Red cherry shrimp are the hardiest of the commonly available FW ornamental shrimp species.


----------



## discus-jack96 (Mar 28, 2010)

they look very nice what parameters do they need e.g ph


----------



## msnikkistar (Mar 23, 2010)

They live in a very wide array of water parameters to be honest. So there really isn't a set water parameter for them.


----------



## discus-jack96 (Mar 28, 2010)

least thats ok


----------



## Mlanza (May 10, 2010)

epicfish has great cherry shrimp.. all 20 of mine survived


----------



## Captivate05 (Feb 23, 2010)

Epicfish's shrimp are awesome! Mine are maturing to a very bright red, and are breeding well.


----------



## dish418 (May 27, 2010)

I would like to get some as well. I have Mollies, Several different Tetra's, Gourami's and a Loach. Would any of these give the shrimp a hard time?


----------



## Da Plant Man (Apr 7, 2010)

The loaches I suppose, but if you get enough RCS I dont think it will be a problem, they breed so fast.


----------



## discus-jack96 (Mar 28, 2010)

what size shoal would be good for a 10 gal tank and a 40 gal(because these guys look realy nice )


----------



## fishsandwitch (Apr 20, 2008)

All the fish you listed could kill shrimp. It just depends on what kind of loaches ect.
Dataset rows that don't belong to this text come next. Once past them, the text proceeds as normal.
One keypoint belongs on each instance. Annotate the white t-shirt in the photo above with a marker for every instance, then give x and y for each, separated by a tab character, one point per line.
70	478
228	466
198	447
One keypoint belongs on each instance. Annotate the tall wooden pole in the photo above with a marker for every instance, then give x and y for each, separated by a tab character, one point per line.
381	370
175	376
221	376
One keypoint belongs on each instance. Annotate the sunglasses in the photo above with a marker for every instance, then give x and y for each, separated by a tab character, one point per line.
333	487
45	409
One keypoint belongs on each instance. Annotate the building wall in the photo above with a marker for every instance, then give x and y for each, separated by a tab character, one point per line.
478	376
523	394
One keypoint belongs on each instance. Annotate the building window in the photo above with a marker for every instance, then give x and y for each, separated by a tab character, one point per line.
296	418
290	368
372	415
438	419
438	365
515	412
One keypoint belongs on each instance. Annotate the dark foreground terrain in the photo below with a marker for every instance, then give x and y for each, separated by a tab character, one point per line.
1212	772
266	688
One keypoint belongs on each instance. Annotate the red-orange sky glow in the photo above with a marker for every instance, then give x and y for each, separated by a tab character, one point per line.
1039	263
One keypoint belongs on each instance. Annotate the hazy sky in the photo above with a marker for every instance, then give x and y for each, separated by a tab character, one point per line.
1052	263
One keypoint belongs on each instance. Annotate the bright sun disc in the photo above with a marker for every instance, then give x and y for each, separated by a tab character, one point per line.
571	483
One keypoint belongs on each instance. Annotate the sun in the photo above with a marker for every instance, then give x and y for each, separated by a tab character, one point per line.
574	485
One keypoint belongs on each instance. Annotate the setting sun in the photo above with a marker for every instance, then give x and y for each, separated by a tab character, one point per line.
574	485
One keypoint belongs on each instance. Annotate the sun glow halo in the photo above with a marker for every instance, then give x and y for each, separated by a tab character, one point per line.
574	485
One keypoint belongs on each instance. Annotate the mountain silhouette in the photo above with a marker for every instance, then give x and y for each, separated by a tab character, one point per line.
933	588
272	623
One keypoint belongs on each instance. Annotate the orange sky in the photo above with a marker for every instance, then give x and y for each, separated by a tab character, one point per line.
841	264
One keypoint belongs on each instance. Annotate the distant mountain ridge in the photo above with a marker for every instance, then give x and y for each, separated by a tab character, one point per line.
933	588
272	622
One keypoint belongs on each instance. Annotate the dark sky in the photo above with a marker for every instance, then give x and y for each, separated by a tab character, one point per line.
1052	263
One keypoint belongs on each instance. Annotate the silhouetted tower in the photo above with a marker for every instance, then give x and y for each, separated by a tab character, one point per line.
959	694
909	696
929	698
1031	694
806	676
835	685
But you should buy 20, breed them, and then stock the tanks with fish. 

As far a stocking, I have about 500 in my 55g.


----------



## Mr. Fisher (Mar 24, 2009)

amanos are also robust shrimp.


----------



## discus-jack96 (Mar 28, 2010)

thanks guys


----------



## bulrush (May 7, 2007)

Mollies, Several different Tetra's, Gourami's will all harass the shrimp. Make sure you have lots of cover, piles of rocks, and plants for the RCS to hide in. Red Cherry Shrimp, relative to other shrimp species, are pretty hardy. They adapt well to almost any water condition, even my naturally soft water. 

I thought I might have problems with the shrimp in my soft water but I haven't.

For more info on care and breeding of RCS, try this: 
http://www.wikihow.com/Breed-Red-Cherry-Shrimp


----------